La judicieuse programmation de la TSR

L’opportune programmation de la TSR

 

Le lundi 10 décembre, la TSR a programmé le film « GROUNDING » sur la débâcle de la compagnie « SWISSAIR ». Le même jour, M. OSPEL, le grand « stratège » financier, annonçait sans état d’âme que l’UBS, sous sa présidence, avait perdu (provisoirement) une quinzaine de milliards de francs dans l’effondrement prévisible du marché hypothécaire américain. Quelle coïncidence révélatrice ! Elle permet de mettre en parallèle l’incompétence et la rouerie du monde financier.

Le mardi 2 octobre 2001, alors que tous les avions de Swissair étaient cloués au sol,

M. OSPEL se déclarait injoignable pour M. CORTI, le patron de Swissair, qui le suppliait de sauver notre symbole national d’un ignominieux, humiliant et honteux naufrage en débloquant 150 millions de francs.
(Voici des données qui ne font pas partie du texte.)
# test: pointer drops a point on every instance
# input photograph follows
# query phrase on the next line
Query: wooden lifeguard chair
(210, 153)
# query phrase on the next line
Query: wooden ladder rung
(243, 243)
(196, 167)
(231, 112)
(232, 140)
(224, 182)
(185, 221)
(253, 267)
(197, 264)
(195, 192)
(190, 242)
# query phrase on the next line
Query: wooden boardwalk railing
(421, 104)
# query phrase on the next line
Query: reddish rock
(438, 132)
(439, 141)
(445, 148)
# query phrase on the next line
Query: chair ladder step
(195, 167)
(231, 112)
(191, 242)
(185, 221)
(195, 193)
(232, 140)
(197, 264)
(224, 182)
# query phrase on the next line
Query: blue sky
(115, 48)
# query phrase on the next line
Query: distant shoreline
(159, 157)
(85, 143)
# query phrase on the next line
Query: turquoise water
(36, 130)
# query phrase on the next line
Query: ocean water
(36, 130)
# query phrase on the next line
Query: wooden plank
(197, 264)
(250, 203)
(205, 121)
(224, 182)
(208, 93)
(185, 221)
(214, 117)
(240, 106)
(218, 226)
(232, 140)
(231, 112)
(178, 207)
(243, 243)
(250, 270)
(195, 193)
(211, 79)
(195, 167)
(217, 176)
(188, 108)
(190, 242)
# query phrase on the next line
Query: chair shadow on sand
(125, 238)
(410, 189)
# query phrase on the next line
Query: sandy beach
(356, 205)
Cette somme ne représentait que des « peanuts » par rapport à la somme cent fois plus grande que l’UBS, fascinée par les profits à court terme, vient de dilapider en une année.
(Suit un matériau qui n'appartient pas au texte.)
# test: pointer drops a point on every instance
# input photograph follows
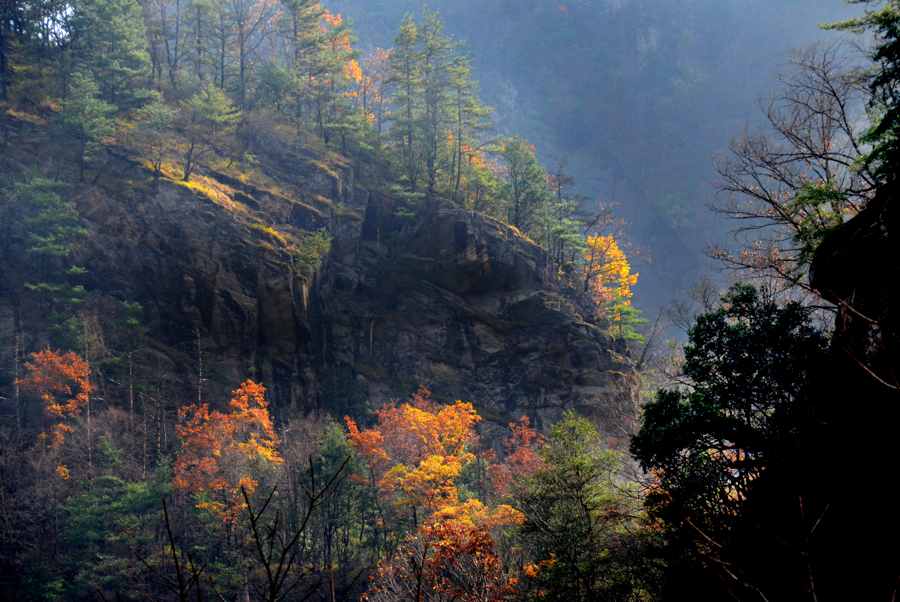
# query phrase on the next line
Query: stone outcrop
(471, 309)
(447, 298)
(858, 268)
Au même moment, ce 2 octobre 2001, dans les aéroports du monde entier, les chefs de cabine de notre compagnie demandaient aux passagers de descendre de l’avion après les avoir informés que la compagnie d’aviation de l’un des pays les plus riches du monde ne pouvait plus payer le kérosène de ses avions. Alignés à la sortie de l’avion, têtes baissées, mortifiés et larmoyants, les pilotes et les équipages ont vu défiler sous les railleries et les insultes les passagers interloqués par cette situation ubuesque. Avec l’effondrement de ce mythe identitaire, l’humiliation et la honte ont submergé tous les Suisses sauf, les milieux financiers concernés et leurs dirigeants dont le silence arrogant et le cynisme lors du procès de Bülach ont été écœurants. Une nouvelle réconfortante pour finir ; M. OSPEL n’aura pas de bonus cette année.